By Allison Anderson, Denver Recruiting BattalionMay 17, 2013
DENVER -- Future Soldier leadership is not just a position you fill, said Sgt. 1st Class Michael Demott, Denver Recruiting Battalion's Citadel Career Center Future Soldier leader.
"You can't walk into the position and sit there. You have to make it your own, and get creative with it," Demott said.
Demott has one of the highest Future Soldier retention rates within the Denver Battalion, and loves to talk about his Future Soldier Training Program.
"Overall, I give my Future Soldiers purpose, direction and motivation," said Demott. "Future Soldier leaders are extremely busy. We have to do all of our admin requirements on each Future Soldier, make sure they show up for training, along with all the other functions required of the position. So I'm busy."
How does Demott do it? He keeps his Future Soldiers fit and engaged by using three key principles.
1. Turn your Future Soldier pool into a platoon.
"I set up my 45 or so Future Soldiers like a real platoon. I have a platoon leader, four squad leaders, and four team leaders," said Demott. "But why I do it is to empower them. I want them to make this program their own."
Demott said one of his big responsibilities is getting Future Soldiers to his training events, and not losing one of them. These kids don't even know that they live close to each other. In a platoon, they are forced to problem-solve for themselves, and each of these Future Soldiers is responsible for the other. They check in with one another, and if you just have them lumped in a group, they are disenfranchised and don't talk to each other.
"When you make them accountable for each other, you find that they live close, they don't flake out, and they create a bond," said Demott. "I put the onus on the squad leader for them to communicate with other Future Soldiers. Some of the Future Soldiers don't have a lot of friends. For the ones that do have friends, it keeps them hanging out with someone on their same path, and out of trouble with old friends."
Assign Future Soldiers Positions
Future Soldiers can be in the program anywhere from four to six months. Knowing who is who is beneficial to assigning them positions.
"My platoon leader is the one with the most longevity in the program," said Demott. "He or she shows up the most, has to have pretty good PT scores, and has to show that they care."
Demott said that they become platoon leaders if they never have an excuse for not showing up. They don't give excuses like they woke up late or forgot. Demott rotates them out according to their ship date, and will soon incorporate a change of responsibility ceremony.
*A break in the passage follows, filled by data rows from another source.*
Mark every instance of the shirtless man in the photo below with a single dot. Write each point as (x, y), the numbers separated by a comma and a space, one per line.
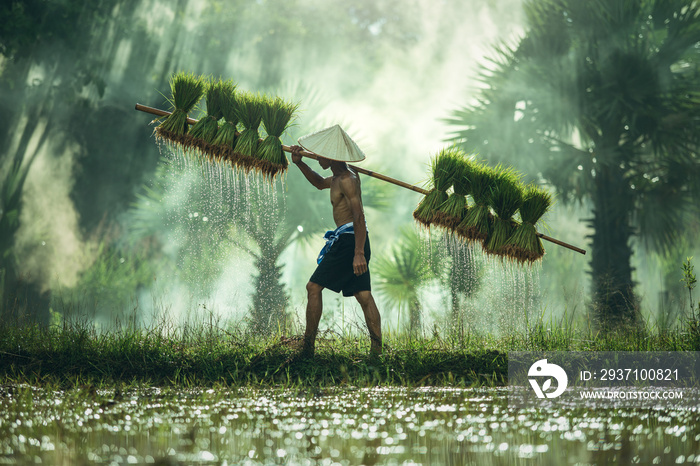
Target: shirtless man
(343, 261)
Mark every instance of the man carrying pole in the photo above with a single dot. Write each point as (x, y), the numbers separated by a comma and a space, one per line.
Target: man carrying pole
(343, 261)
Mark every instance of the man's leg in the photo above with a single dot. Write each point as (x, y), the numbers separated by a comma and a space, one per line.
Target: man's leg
(374, 321)
(314, 308)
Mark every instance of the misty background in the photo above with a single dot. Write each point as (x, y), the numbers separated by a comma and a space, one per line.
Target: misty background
(109, 224)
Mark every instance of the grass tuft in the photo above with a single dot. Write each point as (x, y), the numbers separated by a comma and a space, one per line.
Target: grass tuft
(186, 91)
(505, 198)
(443, 167)
(202, 135)
(524, 245)
(250, 110)
(276, 116)
(477, 222)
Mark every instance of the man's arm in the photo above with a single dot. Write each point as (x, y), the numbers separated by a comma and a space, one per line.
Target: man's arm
(350, 187)
(314, 178)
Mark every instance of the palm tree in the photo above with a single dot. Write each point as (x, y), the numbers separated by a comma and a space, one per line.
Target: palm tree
(602, 100)
(402, 273)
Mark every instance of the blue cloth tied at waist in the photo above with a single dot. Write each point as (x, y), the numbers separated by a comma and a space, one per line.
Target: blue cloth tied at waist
(332, 236)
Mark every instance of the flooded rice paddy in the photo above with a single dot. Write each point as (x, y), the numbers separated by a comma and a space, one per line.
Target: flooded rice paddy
(343, 426)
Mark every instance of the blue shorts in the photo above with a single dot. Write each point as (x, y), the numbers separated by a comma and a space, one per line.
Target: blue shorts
(335, 271)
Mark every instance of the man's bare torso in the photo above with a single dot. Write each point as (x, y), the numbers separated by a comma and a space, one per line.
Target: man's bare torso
(342, 212)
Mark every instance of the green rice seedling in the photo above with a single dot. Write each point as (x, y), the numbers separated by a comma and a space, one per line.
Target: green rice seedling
(276, 116)
(186, 90)
(225, 139)
(250, 109)
(524, 245)
(203, 133)
(505, 198)
(451, 213)
(443, 167)
(478, 221)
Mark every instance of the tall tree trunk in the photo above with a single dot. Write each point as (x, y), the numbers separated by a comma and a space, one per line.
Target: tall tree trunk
(614, 303)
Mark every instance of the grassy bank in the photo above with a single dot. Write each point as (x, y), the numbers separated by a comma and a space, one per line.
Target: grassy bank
(205, 354)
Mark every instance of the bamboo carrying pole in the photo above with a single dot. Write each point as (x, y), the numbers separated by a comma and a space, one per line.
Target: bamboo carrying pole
(364, 171)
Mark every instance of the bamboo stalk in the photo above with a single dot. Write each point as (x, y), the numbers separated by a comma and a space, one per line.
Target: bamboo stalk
(364, 171)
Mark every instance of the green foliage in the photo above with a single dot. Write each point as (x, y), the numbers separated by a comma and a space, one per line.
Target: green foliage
(524, 245)
(451, 213)
(443, 167)
(505, 198)
(207, 352)
(478, 221)
(186, 91)
(277, 115)
(207, 127)
(601, 99)
(402, 273)
(250, 111)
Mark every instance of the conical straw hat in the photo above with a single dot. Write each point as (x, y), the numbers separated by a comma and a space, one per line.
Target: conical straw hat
(332, 143)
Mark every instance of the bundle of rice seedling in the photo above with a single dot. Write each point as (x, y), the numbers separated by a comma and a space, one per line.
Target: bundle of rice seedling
(524, 245)
(451, 213)
(225, 140)
(250, 108)
(187, 90)
(203, 133)
(505, 198)
(478, 221)
(443, 168)
(276, 116)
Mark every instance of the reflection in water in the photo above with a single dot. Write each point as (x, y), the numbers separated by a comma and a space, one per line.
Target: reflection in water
(331, 426)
"I want them to know that this is how the Army works. When leaders leave, there is a change of command or change of responsibility. And when my Future Soldier platoon leader leaves, we'll select the best replacement," said Demott. "The Army promotes the best Soldiers among their peers. These Future Soldiers are learning this."
2. Structure physical training with variety and expand creative common core classes.
Demott conducts physical training (PT) with his Future Soldiers every day, and teaches them in-depth basic soldiering skills.
"Not everyone can show up to PT, but ensure at least 10 percent of your Future Soldier pool makes it," said Demott. "Ten percent is not a big percentage, but it makes a difference. It helps them get physically fit to go to boot camp where they will be doing PT six days a week."
Demott suggests switching up PT routines to add variety so Future Soldiers stay engaged.
"Pushups and situps get old and we never tell them to just go run," said Demott.
Demott said he uses group exercises that teach them "communication skills, teamwork and how to talk to each other."
Demott said a lot of the younger generation has lost the ability to communicate with one another unless it's through a computer screen. He said they will do push-up competitions "without saying a word or asking for help, but we make them dig in, communicate, and help their buddy."
Future Soldier physical training programs will adhere to the guidance in FM 7-22 and RPI 237, the Army Pocket Physical Training Guide.
Expand Common Core Classes
Demott expands land navigation to learn about the 10-digit grid coordinate system. The team that makes it back last does pushups. He also created a cheat sheet for the basic training task list.
"These Future Soldiers will brain-dump the knowledge from the tests they have to take on the computer," said Demott. "At any given time, they need to regurgitate any question I ask them. Anything on that sheet should be firsthand knowledge."
Put Yourself Out There in Training to Get Referrals
Demott said that recruiters merely asking for referrals won't get them any.
"I do a physical fitness challenge," said Demott. "They'll open up their cell phones and dump out contacts if you challenge them to challenge you. They want to see you do 50 pushups for referrals."
3. Make them feel like the Soldier they will become.
"I could have a future Sergeant Major of the Army in my Future Soldier pool. I start teaching them that they're in the Army now," said Demott.
Demott requires them to stand at parade rest when addressing him or any other noncommissioned officer and at attention for officers. He said he has to come to work in a certain uniform, and Future Soldiers need to come in their uniform: their Future Soldier T-shirt.
"Some of them think they're at a job interview at McDonald's," said Demott. "Start teaching them standards and discipline before they go to boot camp so they won't be in such shock and awe."
Don't Just Check the Blocks
Demott said the Future Soldier Training Program is not just a check-the-block program. Never do the same thing the Future Soldier leader did before you, he said; Put your own spin on it.